Lalu, beberapa saat kemudian, keduanya keluar dari sana dengan Ela yang meminta izin pada ayahnya melalui sambungan telepon sebab belum kembali.
"Tungguh ayah, Ela!" seru Reno dari ujung sana, namun tiada guna sebab putrinya sudah menutup sambungan telepon.
"Kamu yakin kita akan aman kalau kita pergi ke rumah lamaku?" tanya Tiara tampak sedikit ragu.
"Aku yakin, Tiara. Percayalah, mereka pasti sudah ke sana duluan. Tapi, kita akan mengecoh mereka dengan pergi ke sana lagi dan tinggal di daerah yang dekat situ. Jadi, kita bisa tau perkembangannya."
Ela memeluk sahabatnya itu lagi.
"Apa kamu tau seberbahaya apa Ade? Aku merasa penasaran."
"Diam dan tidurlah. Aku akan mengebut."
"Ela, apaan sih? Ayo jelasin, kasih tau ke aku, dong!" rengek Tiara yang memang sangat merasa penasaran.
"Tidak, Tiara! Hentikan rengekanmu. Aku sama sekali tidak tau!" seru Ela dengan cerewet membuat Tiara yakin jika sahabatnya itu telah memberikan jawaban yang sejujurnya.
Pada akhirnya, ia memilih untuk menurut dengan diam, mendengarkan musik, lalu tertidur.
***
Berbeda dengan Ade yang sudah merasa frustasi sebab belum mendapatkan info tentang keberadaan istrinya. Ia semakin kesal tatkala sudah menggunakan tenaga Arsha yang ia yakini akan segera mendapatkan jalan keluar dari masalah ini, namun sama saja dengan yang lain.
Ia mencoba tenang di ruangan kerjanya, mencoba mengolah langkah perjalanan Tiara yang tetap saja tak ia dapatkan.
"Apa mungkin ke rumah Ela?" gumamnya kemudian menghubungi Arsha, menyampaikan isi pikirannya yang ternyata telah ada dalam benak lelaki itu dan sudah di cek.
"Aku udah cek langsung, tidak ada mereka berdua di sana. Ade, kamu berbuat apa sama Tiara sampai ia keluar dari rumah seperti itu?"
Ade begitu frustasi. Ia semakin murka setelah mendengar pertanyaan itu. Menurutnya, tidak ada yang salah dengan apa yang coba ia lakukan selama ini pada wanita itu. Ia memperlakukan Tiara sebaik mungkin.
Namun, satu hal yang membuat ia ragu. Mungkinkah ketika ia mabuk kemarin telah menyakiti wanita itu? Mungkinkah ia membuat kesalahan di sana?

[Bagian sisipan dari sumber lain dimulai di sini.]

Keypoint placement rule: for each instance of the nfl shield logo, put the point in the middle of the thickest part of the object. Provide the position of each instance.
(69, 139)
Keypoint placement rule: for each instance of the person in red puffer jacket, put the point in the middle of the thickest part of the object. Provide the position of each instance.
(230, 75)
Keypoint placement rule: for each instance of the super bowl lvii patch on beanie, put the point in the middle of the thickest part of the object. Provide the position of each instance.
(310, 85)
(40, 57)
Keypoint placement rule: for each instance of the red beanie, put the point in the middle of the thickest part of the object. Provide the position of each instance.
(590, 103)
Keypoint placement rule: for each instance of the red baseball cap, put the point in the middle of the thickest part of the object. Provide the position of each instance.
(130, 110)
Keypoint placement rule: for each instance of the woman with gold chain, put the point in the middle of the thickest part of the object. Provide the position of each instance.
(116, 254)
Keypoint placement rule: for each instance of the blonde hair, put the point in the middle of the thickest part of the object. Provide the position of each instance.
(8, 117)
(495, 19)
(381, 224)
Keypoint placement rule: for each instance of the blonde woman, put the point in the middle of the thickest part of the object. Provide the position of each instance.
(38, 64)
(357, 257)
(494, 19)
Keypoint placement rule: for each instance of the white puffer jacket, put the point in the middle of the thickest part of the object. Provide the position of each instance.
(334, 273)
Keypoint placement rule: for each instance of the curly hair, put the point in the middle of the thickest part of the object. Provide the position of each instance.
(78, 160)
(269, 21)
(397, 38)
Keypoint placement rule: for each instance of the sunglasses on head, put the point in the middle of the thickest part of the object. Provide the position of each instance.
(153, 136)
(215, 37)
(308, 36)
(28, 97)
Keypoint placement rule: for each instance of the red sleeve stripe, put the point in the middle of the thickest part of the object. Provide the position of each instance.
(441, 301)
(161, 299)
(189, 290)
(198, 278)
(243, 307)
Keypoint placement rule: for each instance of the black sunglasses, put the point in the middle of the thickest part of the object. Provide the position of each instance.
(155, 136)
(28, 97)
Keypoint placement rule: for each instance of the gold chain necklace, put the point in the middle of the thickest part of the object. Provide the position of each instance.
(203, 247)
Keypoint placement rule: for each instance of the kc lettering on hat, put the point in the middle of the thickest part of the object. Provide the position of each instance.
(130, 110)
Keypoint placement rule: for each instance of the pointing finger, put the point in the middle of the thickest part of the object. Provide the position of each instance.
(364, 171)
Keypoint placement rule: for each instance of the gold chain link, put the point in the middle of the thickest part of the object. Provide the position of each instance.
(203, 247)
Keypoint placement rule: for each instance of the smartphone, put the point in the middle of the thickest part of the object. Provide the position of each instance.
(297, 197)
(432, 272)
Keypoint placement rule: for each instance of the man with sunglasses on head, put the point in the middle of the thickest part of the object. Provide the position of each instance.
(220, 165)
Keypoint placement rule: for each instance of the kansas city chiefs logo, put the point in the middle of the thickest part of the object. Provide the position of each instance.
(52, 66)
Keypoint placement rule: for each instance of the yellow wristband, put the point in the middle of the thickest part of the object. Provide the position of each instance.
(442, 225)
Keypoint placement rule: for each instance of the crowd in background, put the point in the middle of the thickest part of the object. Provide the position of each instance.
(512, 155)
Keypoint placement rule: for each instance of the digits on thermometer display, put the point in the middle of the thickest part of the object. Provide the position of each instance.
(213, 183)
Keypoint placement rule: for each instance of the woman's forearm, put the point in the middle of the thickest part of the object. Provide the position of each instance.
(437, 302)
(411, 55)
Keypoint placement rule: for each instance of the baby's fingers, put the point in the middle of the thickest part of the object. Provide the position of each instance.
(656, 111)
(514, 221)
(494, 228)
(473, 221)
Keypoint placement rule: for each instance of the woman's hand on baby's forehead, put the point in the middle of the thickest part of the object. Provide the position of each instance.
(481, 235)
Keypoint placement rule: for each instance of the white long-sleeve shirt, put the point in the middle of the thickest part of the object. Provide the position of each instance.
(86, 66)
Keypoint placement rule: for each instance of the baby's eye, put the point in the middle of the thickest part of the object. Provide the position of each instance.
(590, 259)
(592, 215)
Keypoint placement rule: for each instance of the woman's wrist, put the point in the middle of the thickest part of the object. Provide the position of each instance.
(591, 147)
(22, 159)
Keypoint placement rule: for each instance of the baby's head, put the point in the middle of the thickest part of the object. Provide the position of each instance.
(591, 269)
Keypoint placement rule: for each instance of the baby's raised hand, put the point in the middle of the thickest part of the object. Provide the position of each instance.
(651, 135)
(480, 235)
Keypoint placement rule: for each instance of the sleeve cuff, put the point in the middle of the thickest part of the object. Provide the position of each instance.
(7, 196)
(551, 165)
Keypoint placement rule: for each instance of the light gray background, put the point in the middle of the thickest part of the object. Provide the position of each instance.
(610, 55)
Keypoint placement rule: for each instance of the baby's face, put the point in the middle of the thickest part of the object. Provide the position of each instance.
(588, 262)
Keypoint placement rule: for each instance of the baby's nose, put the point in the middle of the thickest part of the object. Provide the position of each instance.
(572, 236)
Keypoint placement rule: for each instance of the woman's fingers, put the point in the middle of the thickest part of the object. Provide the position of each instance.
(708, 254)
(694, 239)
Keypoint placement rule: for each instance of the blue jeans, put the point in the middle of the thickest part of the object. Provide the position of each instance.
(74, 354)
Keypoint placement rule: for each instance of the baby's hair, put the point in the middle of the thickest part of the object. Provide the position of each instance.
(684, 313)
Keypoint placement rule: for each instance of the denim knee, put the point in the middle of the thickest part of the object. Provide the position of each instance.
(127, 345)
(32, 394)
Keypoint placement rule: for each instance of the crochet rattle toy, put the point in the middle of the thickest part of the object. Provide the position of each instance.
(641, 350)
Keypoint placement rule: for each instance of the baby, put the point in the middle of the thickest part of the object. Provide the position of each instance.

Kini, Ade teringat akan hari-hari yang ia lewati bersama Tiara selama dua minggu ini. Ia sungguh merasa kesal ketika memperlakukan wanita itu sebagai istri hanya ketika di hadapan kakeknya. Ia sungguh buruk dan jahat.
Parah dari yang paling parah adalah ketika ia mengingat jika dirinya bahkan tidak menyimpan nomor ponsel wanita itu.
"Suami macam apa kamu!" teriak Aram. "Bahkan ketika aku tidak suka istrimu atau mendorongmu menjatuhkan dia, tak seharusnya kamu berbuat seperti itu, Ade. Selama ini kamu mendukungnya hanya pura-pura? Sialan kamu!" umpat Aram yang tiba-tiba masuk ke dalam ruang kerjanya. Lalu, melempar tongkatnya hingga hampir mematahkan hidung lelaki itu jika tidak segera menghindar.
"Kenapa semua orang menyalahkanku? Kenapa rasa bersalah menghantuiku? Di mana kamu, Tiara?"